Charlie: You have characters for each project and for Camden 50 you’re a brand new duo, can you explain why, the look and how that impacts upon audiences experiences?
LotP*: Ladies of the Press* in itself isn’t a character, actually - more an amplified version of ourselves. We do have distinct ‘characters’ we have created for specific performances, like the Marina and Mariko personnae, which is another duo: A grumpy Serbian journalist with birds in her hair and a deadpan Japanese news anchorwoman in a full trouser suit. They’re caricatures spawned from our respective native countries (and have an accent to suit); they appear when we perform to camera for our broadcast pieces. We do, however, embody a different aesthetic for every performance that we do, and it partly has to do with the idea that we are what we print.

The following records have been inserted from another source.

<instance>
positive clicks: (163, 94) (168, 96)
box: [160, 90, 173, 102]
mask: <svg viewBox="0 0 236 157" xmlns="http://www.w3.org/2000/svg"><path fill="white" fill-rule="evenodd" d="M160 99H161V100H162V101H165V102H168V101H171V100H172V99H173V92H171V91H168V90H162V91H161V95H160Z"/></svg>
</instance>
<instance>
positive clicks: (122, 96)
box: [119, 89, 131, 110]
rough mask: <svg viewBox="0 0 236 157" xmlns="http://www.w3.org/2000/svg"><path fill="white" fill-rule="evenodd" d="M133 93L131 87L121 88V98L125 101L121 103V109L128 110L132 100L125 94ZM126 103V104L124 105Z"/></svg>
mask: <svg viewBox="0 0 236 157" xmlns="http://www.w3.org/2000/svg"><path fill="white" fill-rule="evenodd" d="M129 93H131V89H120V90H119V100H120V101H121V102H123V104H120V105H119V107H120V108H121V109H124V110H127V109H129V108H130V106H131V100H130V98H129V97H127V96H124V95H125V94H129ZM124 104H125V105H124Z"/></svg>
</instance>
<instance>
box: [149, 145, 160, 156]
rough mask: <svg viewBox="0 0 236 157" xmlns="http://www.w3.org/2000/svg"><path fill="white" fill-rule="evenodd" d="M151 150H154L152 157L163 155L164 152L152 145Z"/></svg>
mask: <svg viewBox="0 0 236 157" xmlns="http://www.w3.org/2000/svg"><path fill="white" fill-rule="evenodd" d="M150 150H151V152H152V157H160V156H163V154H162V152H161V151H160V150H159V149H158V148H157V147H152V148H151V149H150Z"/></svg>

For Camden50, we don’t have characters per se but we have a specific visual identity that will carry the aesthetic of what we will be producing, on and off the page. Since we are going to be out and about with our mobile press desk, cycling and printing on the go, we thought: What is the most celebratory and eye-catching look you can get with cycling gear? We figured you can’t be much more amplified than wearing head-to-toe holographic catsuits and rainbow wigs! Costumes play an important role in breaking the ice with the audience, since it’s an immediate signifier that this is a performative space, and it’s also a good conversation starter - people tend to feel less inhibited because hey, you can’t really look much more ridiculous than we do.

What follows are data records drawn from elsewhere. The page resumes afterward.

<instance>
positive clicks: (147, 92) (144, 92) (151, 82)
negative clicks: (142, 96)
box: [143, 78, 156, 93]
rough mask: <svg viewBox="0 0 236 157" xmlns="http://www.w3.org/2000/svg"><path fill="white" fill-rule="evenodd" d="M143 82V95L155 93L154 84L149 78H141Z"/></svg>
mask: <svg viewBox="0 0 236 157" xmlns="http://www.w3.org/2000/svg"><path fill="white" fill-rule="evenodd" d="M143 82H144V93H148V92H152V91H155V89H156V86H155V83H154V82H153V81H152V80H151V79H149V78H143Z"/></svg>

And we’re both fans of glitter, in general: cheap and cheerful, readily available, omnipresent and oh so sparkly.
Charlie: Ladies of the Press* is a unique way for audiences to engage, what is your ideal impact upon participants and what would you like the legacy of this Camden 50 project to be?

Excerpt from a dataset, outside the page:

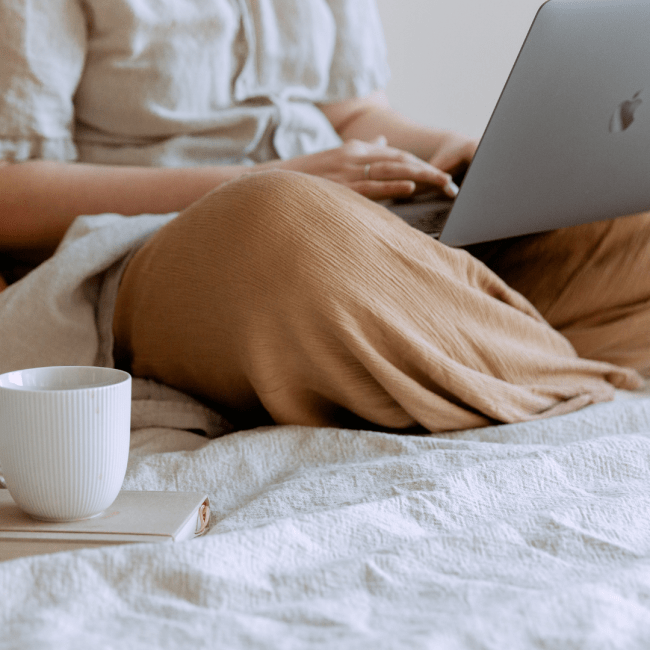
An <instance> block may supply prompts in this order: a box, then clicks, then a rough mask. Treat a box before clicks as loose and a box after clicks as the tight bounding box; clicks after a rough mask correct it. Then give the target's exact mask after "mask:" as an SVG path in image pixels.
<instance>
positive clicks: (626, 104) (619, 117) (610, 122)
mask: <svg viewBox="0 0 650 650" xmlns="http://www.w3.org/2000/svg"><path fill="white" fill-rule="evenodd" d="M642 92H643V90H639V91H638V92H636V93H634V95H632V99H626V100H625V101H624V102H621V103H620V104H619V105H618V107H617V108H616V110H615V111H614V115H612V117H611V118H610V120H609V130H610V133H620V132H621V131H625V129H627V128H628V127H629V126H630V125H631V124H632V122H634V112H635V111H636V109H637V108H639V106H640V105H641V104H642V103H643V100H642V99H641V93H642Z"/></svg>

LotP*: Ultimately we want our work to be empowering for the audience. One of our favourite comments we ever had at a performance came from a retired primary school teacher, telling us that what we are doing resonated with what she wanted to achieve when she taught children - inspiring their own creativity. Our work is all about encouraging people to do, to make and to speak out whether you are a cleaner, a 12 year old kid, a drag queen, a receptionist or a train driver - we want to inspire people to make their own megaphone out of newsprint and glue, and find their own voice. By electing to physically attend specific sites in the age of the hashtag and speak with people we find interesting face to face, we create a space for conversation and an exchange of ideas in person. This is powerful.
We hope that the zines we produce will provide a glimpse of the amazing grassroots work that is going on in Camden at the moment, but really, what we would love to see is our work to help ignite more small projects, more art, more activism, more communities and communication in the borough. Because actually, these are a few little things we believe will help make a better society.